Growing up during the time of political unrest and the push for Kosovo's liberation, Zejnullahu's formative years were marked by his involvement in political activism. By the age of 19, he was actively participating in the protests and movements that defined the political landscape of the late early 1980s. His education in national ideals was closely tied to the legacy of resistance in his community and he quickly became aligned with prominent figures in the liberation movement, including his cousin Zahir Pajaziti.

==Involvement in the Kosovo Liberation Army==
===Founding the KLA and first actions===
By the early 1990s, as Kosovo's oppression by the Serbian government intensified, Hakif became one of the early supporters and organizers of armed resistance. In 1989, he was closely associated with the formation of the "Çeta e Llapit," an armed group that sought to resist Serbian oppression through guerrilla tactics. This group laid the foundation for what would later become the Kosovo Liberation Army.

In 1992, Hakif attempted to travel to Albania to receive military training, but unknown circumstances delayed his involvement in direct combat. However he remained active in supporting and organizing resistance efforts. In 1995, when the KLA was formally established, Hakif, alongside Zahir Pajaziti, was instrumental in coordinating the group's early activities. His home in Lladoc became the first base of the KLA, where strategic operations were planned and heavy weapons were stored.

===Insurgency in Kosovo===
As a member of the KLA, Zejnullahu was known for his organizational skills. He handpicked young men from Llap and Pristina to join the fight for Kosovo's freedom. Throughout the mid-1990s, he was heavily involved in planning and executing military operations against Serbian forces, and he financed much of the KLA's activities through his own resources.

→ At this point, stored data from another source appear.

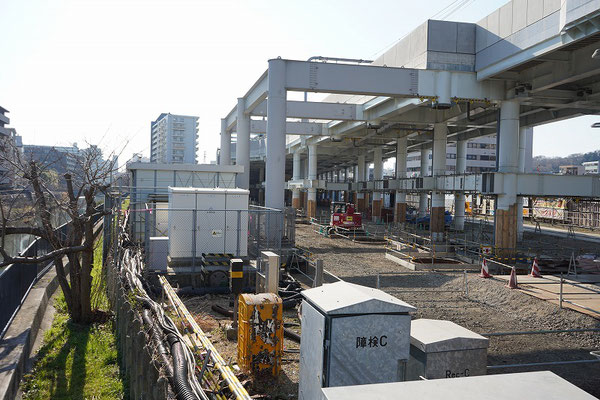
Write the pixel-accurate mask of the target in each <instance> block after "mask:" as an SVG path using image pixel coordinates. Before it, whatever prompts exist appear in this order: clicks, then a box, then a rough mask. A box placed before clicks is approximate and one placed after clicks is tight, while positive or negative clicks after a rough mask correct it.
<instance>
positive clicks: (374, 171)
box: [373, 147, 383, 200]
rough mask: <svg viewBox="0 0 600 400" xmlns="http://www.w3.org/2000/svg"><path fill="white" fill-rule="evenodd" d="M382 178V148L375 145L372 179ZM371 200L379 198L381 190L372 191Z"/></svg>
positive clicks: (382, 166) (374, 149)
mask: <svg viewBox="0 0 600 400" xmlns="http://www.w3.org/2000/svg"><path fill="white" fill-rule="evenodd" d="M382 179H383V150H382V148H381V147H376V148H375V149H374V150H373V180H374V181H380V180H382ZM373 200H381V192H373Z"/></svg>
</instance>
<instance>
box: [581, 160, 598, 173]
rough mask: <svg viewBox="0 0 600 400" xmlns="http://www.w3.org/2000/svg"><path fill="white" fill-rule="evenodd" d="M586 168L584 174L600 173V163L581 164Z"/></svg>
mask: <svg viewBox="0 0 600 400" xmlns="http://www.w3.org/2000/svg"><path fill="white" fill-rule="evenodd" d="M581 165H582V166H583V168H584V174H586V175H589V174H597V173H598V161H588V162H584V163H582V164H581Z"/></svg>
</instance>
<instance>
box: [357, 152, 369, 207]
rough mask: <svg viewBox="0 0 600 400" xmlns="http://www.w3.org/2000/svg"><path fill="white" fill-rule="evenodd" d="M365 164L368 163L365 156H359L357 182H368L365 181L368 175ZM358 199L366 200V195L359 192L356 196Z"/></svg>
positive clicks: (357, 165) (363, 155)
mask: <svg viewBox="0 0 600 400" xmlns="http://www.w3.org/2000/svg"><path fill="white" fill-rule="evenodd" d="M365 163H366V160H365V156H364V154H361V155H359V156H358V165H357V166H356V169H357V173H356V179H355V181H356V182H364V181H366V179H365V175H366V173H365ZM356 198H357V199H364V198H365V194H364V193H363V192H358V193H357V194H356Z"/></svg>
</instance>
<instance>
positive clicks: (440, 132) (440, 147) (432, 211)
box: [429, 123, 448, 241]
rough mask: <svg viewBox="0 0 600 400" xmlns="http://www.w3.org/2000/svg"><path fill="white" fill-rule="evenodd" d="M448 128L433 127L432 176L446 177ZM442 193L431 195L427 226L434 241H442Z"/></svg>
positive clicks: (442, 123) (435, 193)
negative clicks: (445, 176) (446, 156)
mask: <svg viewBox="0 0 600 400" xmlns="http://www.w3.org/2000/svg"><path fill="white" fill-rule="evenodd" d="M447 138H448V126H447V125H446V124H445V123H437V124H434V126H433V164H432V165H433V168H432V172H433V176H441V175H446V139H447ZM445 203H446V202H445V194H444V192H432V193H431V217H430V223H429V226H430V228H431V237H432V239H433V240H434V241H442V240H444V231H445V224H444V211H445V210H446V204H445Z"/></svg>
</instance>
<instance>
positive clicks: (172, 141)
mask: <svg viewBox="0 0 600 400" xmlns="http://www.w3.org/2000/svg"><path fill="white" fill-rule="evenodd" d="M197 143H198V117H193V116H187V115H174V114H171V113H163V114H160V116H159V117H158V118H157V119H156V121H153V122H152V123H151V124H150V162H153V163H163V164H196V163H197V161H196V152H197V151H198V147H197V146H198V145H197Z"/></svg>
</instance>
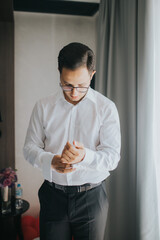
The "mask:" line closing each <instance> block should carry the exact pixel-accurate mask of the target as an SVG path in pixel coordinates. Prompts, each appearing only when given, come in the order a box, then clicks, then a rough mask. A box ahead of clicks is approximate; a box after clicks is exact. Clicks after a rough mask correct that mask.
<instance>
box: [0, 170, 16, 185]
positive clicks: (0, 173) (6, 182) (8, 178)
mask: <svg viewBox="0 0 160 240" xmlns="http://www.w3.org/2000/svg"><path fill="white" fill-rule="evenodd" d="M15 171H16V170H13V169H12V168H11V167H9V168H4V169H2V170H1V171H0V187H6V186H8V187H12V186H13V185H14V184H15V182H17V175H16V172H15Z"/></svg>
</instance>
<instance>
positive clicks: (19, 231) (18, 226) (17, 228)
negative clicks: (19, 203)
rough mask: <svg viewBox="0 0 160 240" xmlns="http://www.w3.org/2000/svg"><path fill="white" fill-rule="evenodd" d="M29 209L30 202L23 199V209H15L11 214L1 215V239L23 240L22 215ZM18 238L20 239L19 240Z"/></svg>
mask: <svg viewBox="0 0 160 240" xmlns="http://www.w3.org/2000/svg"><path fill="white" fill-rule="evenodd" d="M28 209H29V202H27V201H26V200H24V199H23V207H22V208H21V209H15V208H14V209H13V210H12V212H11V213H7V214H0V239H1V240H17V239H18V240H23V233H22V228H21V215H22V214H23V213H25V212H26V211H27V210H28ZM17 236H18V238H17Z"/></svg>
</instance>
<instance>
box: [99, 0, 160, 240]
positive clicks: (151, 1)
mask: <svg viewBox="0 0 160 240" xmlns="http://www.w3.org/2000/svg"><path fill="white" fill-rule="evenodd" d="M159 5H160V4H159V0H139V1H138V0H121V1H120V0H101V2H100V9H99V22H98V29H97V73H96V82H95V88H96V90H98V91H100V92H101V93H102V94H104V95H105V96H107V97H108V98H110V99H111V100H113V101H114V102H115V103H116V106H117V108H118V111H119V116H120V122H121V135H122V149H121V161H120V163H119V166H118V168H117V169H116V170H115V171H114V172H112V173H111V176H110V177H109V178H108V179H107V181H106V182H107V191H108V198H109V214H108V220H107V226H106V235H105V240H159V239H160V235H159V215H160V214H159V205H158V204H159V202H160V199H159V189H160V184H159V183H160V179H159V178H160V177H159V176H158V169H159V172H160V167H159V165H160V164H159V161H158V156H160V154H158V151H159V149H158V148H159V147H158V144H156V143H157V142H156V139H159V136H158V135H160V132H159V134H158V124H159V122H158V120H157V119H158V117H159V120H160V116H158V111H159V112H160V110H159V109H160V106H159V103H158V95H159V93H158V90H157V88H156V87H158V84H159V81H160V80H159V79H160V72H158V71H159V67H158V63H160V61H159V60H160V59H158V58H159V56H158V54H157V51H158V50H157V49H158V46H159V44H158V41H159V40H160V39H159V26H158V25H159V24H160V17H159V12H160V11H159V10H160V7H159ZM159 87H160V86H159ZM159 91H160V88H159ZM157 93H158V95H157ZM158 107H159V109H158ZM159 130H160V128H159ZM159 140H160V139H159ZM159 142H160V141H159ZM159 153H160V152H159Z"/></svg>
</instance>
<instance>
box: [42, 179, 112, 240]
mask: <svg viewBox="0 0 160 240" xmlns="http://www.w3.org/2000/svg"><path fill="white" fill-rule="evenodd" d="M38 195H39V201H40V240H71V239H72V237H73V238H74V240H103V239H104V231H105V226H106V220H107V213H108V199H107V194H106V187H105V182H103V183H102V184H101V185H99V186H98V187H95V188H93V189H91V190H88V191H86V192H80V193H64V192H63V191H62V190H59V189H56V188H55V187H53V186H49V185H48V184H47V183H46V182H44V183H43V184H42V186H41V187H40V189H39V192H38Z"/></svg>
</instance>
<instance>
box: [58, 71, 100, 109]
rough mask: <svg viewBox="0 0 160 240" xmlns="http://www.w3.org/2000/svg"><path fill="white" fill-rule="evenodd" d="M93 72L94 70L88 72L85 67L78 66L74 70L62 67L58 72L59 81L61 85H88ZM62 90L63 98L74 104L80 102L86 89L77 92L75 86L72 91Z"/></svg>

Hakif was also known for his deep bond with his cousin Zahir Pajaziti, with whom he organized many protests and demonstrations. Together, they strategized numerous successful KLA operations. Hakif's logistical support was vital to the early actions of the KLA, including the smuggling of arms from Albania and the safe transport of KLA fighters.

==Death==
On January 31, 1997, Hakif Zejnullahu was killed in an ambush by Serbian police forces in the village of Pestovë, Vushtrri, alongside Zahir Pajaziti and Edmond Hoxha. The three were returning from a mission when their vehicle, a green Lada, was attacked. Despite the immediate discovery of their bodies, the car in which they were ambushed was not found until after the end of the war. Zejnullahu was buried on the next day in his home village of Lladoc.

==Legacy==
In recognition of his sacrifice, the President of Kosovo Atifete Jahjaga posthumously awarded him and his fellow fighter Edmond Hoxha with the "Hero of Kosovo" decoration in 2013, the highest honor bestowed by the state. In 2023, on the 26th anniversary of the deaths, they were remembered by the current President of Kosovo and Prime Minister of Kosovo.

Zejnullahu's name is honored in several ways across Kosovo. The Kosovo Security Force garrison near Lupç, a sports hall in Podujevë, and several streets in cities like Pristina and Vushtrri are named after him.

Additionally, a monument has been erected at the site of his death in Pestovë to honor him, Zahir Pajaziti and Edmond Hoxha. His childhood home in Lladoc has been turned into a memorial complex and the car, in which they were killed, displayed in the courtyard of his house, has become a symbol and a tribute of his life and sacrifice.